Early February:  Singapore River Hong Bao. The Marina Promenade is home to this carnival by the river. Festivities include an elaborate fireworks show, Chinese arts and crafts, food, carnival rides and live entertainment. For information, call 6736-6622.  Concludes early February

 

March

Early-Late March:  Birthday of Lao Zi Celebrations. Taoists celebrate the birthday of the philosopher and author of the Tao Te Ching with prayers, rituals and musical performances. Sago Lane and Chinatown Complex. For information, call 841-3691. 
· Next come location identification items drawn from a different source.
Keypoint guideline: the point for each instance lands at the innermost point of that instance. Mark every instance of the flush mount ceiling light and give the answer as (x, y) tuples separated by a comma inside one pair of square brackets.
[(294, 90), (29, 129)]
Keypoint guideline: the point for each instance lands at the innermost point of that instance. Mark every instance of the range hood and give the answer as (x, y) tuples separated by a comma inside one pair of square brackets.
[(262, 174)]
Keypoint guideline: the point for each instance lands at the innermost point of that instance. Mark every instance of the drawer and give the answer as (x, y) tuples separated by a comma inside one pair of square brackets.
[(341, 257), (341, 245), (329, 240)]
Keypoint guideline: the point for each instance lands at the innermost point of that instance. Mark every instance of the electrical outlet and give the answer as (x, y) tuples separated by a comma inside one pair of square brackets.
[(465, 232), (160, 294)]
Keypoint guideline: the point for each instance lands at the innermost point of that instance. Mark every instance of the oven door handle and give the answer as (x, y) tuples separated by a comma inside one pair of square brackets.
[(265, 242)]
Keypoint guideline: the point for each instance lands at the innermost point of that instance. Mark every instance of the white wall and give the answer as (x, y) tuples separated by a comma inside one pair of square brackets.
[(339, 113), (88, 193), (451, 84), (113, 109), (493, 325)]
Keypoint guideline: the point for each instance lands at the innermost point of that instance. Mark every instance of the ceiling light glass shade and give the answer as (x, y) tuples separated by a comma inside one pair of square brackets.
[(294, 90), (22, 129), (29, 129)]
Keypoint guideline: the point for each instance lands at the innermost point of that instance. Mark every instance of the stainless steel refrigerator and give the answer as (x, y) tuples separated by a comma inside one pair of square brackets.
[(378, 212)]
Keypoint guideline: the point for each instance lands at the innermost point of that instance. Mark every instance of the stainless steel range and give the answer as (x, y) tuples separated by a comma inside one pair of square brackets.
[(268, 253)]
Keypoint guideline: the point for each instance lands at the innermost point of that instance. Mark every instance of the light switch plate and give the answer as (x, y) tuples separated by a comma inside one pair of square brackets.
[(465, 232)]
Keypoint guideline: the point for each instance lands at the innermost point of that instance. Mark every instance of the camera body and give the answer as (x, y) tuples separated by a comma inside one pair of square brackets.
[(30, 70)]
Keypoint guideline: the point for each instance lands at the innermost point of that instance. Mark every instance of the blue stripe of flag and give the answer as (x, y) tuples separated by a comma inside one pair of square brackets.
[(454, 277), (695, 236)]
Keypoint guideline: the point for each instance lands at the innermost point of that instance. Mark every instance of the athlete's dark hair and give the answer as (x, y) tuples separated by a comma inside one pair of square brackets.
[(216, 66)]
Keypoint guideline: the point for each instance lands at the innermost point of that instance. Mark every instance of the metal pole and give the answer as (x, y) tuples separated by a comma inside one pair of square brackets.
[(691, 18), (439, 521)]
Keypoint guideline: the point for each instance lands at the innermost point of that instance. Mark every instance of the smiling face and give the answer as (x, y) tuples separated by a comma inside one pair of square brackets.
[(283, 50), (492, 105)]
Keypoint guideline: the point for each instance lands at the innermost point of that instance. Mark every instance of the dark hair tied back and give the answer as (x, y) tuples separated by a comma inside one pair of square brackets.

Early-Late March:  Singapore International Festival For Children. Internationally acclaimed companies from around the world perform a repertoire of music, puppetry, drama, storytelling and plays for young audiences. Various venues. For information, call 6735-9986. For tickets, call 6348-5555.

Mid-Late March:  Singapore International Comedy Festival. Top comedians, troupes and cabaret acts from around the world perform at venues including Jubilee Hall and Raffles Hotel. For information, call 6250-3347. For tickets, call 348-5555. Continues through early April 

Mid-Late March:  Golf. One of the richest golf tournaments in Asia brings world-class golfers to compete for US$900,000. Laguna National Golf and Country Club. For information, call 6720-1540. For tickets, call 6348-5555.

 

April


Early-Mid April:  ARTSingapore, The Contemporary Asian Art Fair. More than 40 art galleries from Asia and throughout the Pacific exhibit contemporary paintings, sculptures, ceramics and other works by established artists and new talent. Suntec Singapore. For information, call 6235-4113.


Early-Mid April:  Qing Ming Festival. Chinese equivalent of All Souls Day celebrations. Food and incense are offered to ancestors at cemeteries and temples, and families go to grave sites to clean them and pray. A good place to observe these ceremonies is Kong Meng San Phor Kark See Temple on Sin Ming Road. 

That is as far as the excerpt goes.